1

Lets say i have an array of json objects.

{ firstName: John, Children: ["Maria","Alfred"], married: false }
{ firstName: George, Children: ['**zoekerbergen alfonso the second**','Harvey'], married: false }

{ firstName: Hary, Children: ["Sam","Obama"], married: false }

The pattern is that usually the children are an array of small one word names.

Zoekerbergen alfonso the second is however an anomaly.

Is there someway to learn a pattern of an object then detect anomalies such as those or other such as a person having 1000 children.

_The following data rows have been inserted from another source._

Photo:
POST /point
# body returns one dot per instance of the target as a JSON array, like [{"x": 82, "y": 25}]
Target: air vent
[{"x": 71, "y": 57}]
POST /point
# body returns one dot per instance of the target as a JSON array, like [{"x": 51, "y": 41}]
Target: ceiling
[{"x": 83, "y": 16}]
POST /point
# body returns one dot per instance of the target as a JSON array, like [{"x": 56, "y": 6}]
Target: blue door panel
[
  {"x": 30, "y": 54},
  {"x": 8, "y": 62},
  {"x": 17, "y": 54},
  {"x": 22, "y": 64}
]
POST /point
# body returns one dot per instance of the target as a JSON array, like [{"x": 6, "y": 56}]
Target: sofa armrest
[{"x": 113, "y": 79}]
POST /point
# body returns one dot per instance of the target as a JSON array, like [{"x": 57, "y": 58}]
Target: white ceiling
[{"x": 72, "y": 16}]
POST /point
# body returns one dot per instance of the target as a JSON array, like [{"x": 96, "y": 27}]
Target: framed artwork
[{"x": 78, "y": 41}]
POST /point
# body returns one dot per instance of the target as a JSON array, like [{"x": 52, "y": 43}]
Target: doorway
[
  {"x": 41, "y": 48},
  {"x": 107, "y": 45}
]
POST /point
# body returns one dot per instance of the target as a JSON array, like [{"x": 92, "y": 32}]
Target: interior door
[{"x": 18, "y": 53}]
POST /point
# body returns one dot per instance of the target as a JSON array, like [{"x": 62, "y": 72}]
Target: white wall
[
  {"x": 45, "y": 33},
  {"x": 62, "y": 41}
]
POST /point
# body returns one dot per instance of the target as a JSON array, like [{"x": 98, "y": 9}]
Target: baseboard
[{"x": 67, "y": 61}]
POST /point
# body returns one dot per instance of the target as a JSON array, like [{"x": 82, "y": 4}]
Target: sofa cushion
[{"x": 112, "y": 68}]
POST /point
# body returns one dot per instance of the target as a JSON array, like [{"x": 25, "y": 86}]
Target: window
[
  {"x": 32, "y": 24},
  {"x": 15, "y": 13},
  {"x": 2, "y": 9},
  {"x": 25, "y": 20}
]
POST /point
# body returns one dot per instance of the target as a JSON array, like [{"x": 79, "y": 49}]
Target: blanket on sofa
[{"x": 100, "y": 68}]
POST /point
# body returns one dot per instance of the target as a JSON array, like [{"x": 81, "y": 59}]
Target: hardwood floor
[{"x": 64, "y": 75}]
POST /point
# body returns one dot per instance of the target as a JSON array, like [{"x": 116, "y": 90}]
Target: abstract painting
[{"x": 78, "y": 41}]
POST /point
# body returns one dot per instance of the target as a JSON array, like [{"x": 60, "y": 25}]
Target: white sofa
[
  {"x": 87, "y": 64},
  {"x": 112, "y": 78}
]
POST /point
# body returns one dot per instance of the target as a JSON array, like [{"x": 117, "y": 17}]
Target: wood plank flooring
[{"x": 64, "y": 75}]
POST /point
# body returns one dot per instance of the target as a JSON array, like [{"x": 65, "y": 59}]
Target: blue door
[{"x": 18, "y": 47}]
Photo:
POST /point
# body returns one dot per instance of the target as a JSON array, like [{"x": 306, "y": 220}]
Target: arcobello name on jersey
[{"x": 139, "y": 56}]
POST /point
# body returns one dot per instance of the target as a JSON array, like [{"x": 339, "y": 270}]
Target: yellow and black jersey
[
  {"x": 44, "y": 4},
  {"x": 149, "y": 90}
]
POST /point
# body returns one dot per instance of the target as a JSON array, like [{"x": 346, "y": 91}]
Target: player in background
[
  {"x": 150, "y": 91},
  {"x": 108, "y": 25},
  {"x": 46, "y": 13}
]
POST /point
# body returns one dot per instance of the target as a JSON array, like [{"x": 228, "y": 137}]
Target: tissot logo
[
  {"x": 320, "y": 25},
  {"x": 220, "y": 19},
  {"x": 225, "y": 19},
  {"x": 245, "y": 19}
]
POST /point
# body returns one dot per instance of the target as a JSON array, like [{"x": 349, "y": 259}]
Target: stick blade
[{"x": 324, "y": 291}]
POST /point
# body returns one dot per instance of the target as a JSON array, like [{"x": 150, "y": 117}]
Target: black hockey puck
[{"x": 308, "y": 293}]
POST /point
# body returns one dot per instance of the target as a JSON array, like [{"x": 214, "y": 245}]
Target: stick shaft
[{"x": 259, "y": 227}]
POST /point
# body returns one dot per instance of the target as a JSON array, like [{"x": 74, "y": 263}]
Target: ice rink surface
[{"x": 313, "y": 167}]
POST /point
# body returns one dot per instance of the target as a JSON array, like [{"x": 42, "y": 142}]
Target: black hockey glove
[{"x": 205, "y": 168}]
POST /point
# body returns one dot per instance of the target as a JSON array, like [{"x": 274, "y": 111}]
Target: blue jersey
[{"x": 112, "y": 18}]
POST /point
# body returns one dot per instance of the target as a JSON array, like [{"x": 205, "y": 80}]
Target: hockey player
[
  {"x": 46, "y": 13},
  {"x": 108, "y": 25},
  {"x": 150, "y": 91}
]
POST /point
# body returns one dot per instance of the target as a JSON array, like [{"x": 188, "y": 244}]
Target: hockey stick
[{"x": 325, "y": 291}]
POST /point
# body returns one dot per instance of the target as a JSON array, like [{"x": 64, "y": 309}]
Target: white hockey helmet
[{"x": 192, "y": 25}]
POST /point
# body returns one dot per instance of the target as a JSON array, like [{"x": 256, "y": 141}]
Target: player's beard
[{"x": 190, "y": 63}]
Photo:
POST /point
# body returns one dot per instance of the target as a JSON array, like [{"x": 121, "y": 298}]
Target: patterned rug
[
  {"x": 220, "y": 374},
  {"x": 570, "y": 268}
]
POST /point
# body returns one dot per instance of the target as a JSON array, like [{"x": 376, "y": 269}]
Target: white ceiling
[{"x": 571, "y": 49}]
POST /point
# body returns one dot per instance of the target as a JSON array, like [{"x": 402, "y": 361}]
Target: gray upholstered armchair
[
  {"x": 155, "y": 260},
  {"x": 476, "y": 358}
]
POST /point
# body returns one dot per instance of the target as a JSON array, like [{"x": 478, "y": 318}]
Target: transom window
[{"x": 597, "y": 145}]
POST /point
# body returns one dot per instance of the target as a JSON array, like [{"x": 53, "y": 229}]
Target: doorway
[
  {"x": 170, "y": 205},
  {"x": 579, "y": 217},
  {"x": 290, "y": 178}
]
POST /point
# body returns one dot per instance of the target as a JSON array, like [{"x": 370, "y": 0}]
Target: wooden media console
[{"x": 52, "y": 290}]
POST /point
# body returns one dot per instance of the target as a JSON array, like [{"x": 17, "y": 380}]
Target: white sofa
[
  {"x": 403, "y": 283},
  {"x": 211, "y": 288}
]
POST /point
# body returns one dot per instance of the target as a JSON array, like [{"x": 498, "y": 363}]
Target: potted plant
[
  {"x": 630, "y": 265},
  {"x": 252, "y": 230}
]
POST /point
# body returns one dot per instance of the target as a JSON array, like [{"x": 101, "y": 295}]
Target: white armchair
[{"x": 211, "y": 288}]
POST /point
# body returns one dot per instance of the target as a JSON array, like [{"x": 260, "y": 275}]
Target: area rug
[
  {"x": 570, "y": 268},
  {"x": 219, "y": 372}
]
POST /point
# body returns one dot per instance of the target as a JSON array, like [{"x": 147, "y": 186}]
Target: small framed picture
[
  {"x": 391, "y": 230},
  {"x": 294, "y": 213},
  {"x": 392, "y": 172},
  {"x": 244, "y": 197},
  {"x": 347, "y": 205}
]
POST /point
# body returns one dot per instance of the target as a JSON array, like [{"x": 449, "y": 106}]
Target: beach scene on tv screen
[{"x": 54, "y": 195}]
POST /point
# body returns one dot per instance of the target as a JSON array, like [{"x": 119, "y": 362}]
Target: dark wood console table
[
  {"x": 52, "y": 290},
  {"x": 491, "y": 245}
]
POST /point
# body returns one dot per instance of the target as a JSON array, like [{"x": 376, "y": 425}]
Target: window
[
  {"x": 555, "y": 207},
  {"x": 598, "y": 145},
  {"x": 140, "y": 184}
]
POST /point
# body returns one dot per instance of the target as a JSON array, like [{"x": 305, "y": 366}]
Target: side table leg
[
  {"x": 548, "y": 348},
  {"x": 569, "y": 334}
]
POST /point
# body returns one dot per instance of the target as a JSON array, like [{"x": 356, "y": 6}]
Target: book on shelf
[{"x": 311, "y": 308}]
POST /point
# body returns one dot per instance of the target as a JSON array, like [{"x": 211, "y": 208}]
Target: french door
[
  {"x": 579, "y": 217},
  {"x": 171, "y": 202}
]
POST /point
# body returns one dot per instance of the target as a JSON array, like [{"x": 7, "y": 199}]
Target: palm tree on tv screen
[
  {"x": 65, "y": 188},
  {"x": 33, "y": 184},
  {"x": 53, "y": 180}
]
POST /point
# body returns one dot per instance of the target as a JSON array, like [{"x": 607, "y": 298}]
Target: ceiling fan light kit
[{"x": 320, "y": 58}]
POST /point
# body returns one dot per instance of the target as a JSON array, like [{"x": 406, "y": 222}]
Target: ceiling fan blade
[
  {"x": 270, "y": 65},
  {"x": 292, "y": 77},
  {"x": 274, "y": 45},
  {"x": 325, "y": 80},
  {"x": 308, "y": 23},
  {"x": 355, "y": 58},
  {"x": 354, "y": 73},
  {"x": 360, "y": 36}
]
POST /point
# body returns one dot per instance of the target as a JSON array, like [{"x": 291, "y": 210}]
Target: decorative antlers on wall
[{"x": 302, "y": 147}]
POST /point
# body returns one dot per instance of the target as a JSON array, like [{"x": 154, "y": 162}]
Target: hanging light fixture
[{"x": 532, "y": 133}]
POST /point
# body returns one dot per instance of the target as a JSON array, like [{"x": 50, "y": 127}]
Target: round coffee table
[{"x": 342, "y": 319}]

Basic pattern learning and detecting various anomalies.

Thank you.

Aflred
  • 4,435
  • 6
  • 30
  • 43

2 Answers2

0

You could create a JSON schema which would describe your JSON data (same as XSD for XML). It allows to define regex patterns for string fields and much more.

JSON Schema is a vocabulary that allows you to validate, annotate, and manipulate JSON documents.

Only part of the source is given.